Our findings highlight the different underlying mechanisms linked with N among Mexican Americans compared to non‐Hispanic Whites. Among Mexican Americans, diabetes‐related factors (e.g., glucose, HbA1c levels) were strongly related to N with duration of diabetes being the strongest factor. However, among non‐Hispanic Whites, cardiovascular (LDL) factors were significantly related to N. This differential pathway to neuronal loss between ethnic groups has powerful implications. First, if diabetes (and duration of diabetes) is a significant driver of N among Mexican Americans, this would suggest that targeted and timely interventions to prevent or control diabetes could have neuroprotective effects. Second, if cardiovascular and cerebrovascular pathways are powerful drivers of N among non‐Hispanic Whites, different sets of targeted and timely interventions to prevent and control these factors could be neuroprotective among non‐Hispanic Whites. Our work, combined with the work of others presented above, suggest that an expanded AT(N) framework that includes vascular, metabolic, and inflammatory (VMI) pathways should be considered, to allow for a more comprehensive picture of the biological factors contributing to cognitive loss among diverse communities.

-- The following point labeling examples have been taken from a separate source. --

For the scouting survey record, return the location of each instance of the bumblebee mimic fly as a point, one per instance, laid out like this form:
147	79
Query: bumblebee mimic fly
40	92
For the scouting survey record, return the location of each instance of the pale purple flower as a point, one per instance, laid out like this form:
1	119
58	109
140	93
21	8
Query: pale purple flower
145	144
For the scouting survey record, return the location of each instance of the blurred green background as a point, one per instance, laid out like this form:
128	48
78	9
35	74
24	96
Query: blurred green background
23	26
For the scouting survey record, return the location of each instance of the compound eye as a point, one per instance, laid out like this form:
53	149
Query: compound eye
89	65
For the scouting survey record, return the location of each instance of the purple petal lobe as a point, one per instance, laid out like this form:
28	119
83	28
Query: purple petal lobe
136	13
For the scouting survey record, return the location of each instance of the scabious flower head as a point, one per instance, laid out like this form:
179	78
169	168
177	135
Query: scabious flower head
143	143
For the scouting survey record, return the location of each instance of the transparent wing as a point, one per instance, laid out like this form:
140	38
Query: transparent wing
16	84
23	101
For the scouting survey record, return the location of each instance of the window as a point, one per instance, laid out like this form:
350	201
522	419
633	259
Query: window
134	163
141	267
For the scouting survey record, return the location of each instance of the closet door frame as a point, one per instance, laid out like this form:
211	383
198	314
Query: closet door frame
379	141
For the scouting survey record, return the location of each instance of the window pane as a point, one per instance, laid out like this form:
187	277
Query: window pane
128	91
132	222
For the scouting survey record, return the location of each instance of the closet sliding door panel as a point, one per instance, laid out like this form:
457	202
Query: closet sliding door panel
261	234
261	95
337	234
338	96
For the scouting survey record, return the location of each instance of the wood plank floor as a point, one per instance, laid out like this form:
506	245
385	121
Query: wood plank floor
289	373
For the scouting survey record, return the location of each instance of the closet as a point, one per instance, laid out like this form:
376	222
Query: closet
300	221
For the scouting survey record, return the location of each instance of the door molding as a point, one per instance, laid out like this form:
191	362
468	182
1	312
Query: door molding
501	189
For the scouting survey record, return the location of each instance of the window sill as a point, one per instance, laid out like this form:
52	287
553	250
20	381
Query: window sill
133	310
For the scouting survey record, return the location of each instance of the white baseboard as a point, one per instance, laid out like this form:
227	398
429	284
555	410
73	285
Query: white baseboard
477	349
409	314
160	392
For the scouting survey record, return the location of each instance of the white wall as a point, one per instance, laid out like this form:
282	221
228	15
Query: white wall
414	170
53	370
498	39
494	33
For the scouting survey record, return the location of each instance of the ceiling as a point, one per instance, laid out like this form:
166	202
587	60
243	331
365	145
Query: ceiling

A limitation to the current study is the focus on N in the context of the current AT(N) framework, which captures N as an MRI measure of cortical thickness as opposed to taking into consideration other factors such as vascular risks (e.g., white matter hyperintensities, infarcts). Current work is ongoing within the HABLE study to further examine such vascular risks on N through diffusion tensor imaging to understand how VMI factors can impact the AT(N) biomarkers. Future work should also expand to examine AT(N) biomarkers among the broader Hispanic population as our findings are focused on those who self‐identify as Mexican Americans. It will be important to understand how the framework may be similar or distinct among different populations. Additionally, longitudinal PET and MRI scans are being conducted within this cohort to better understand the timing, sequence, and trajectories of the AT(N) framework among diverse populations.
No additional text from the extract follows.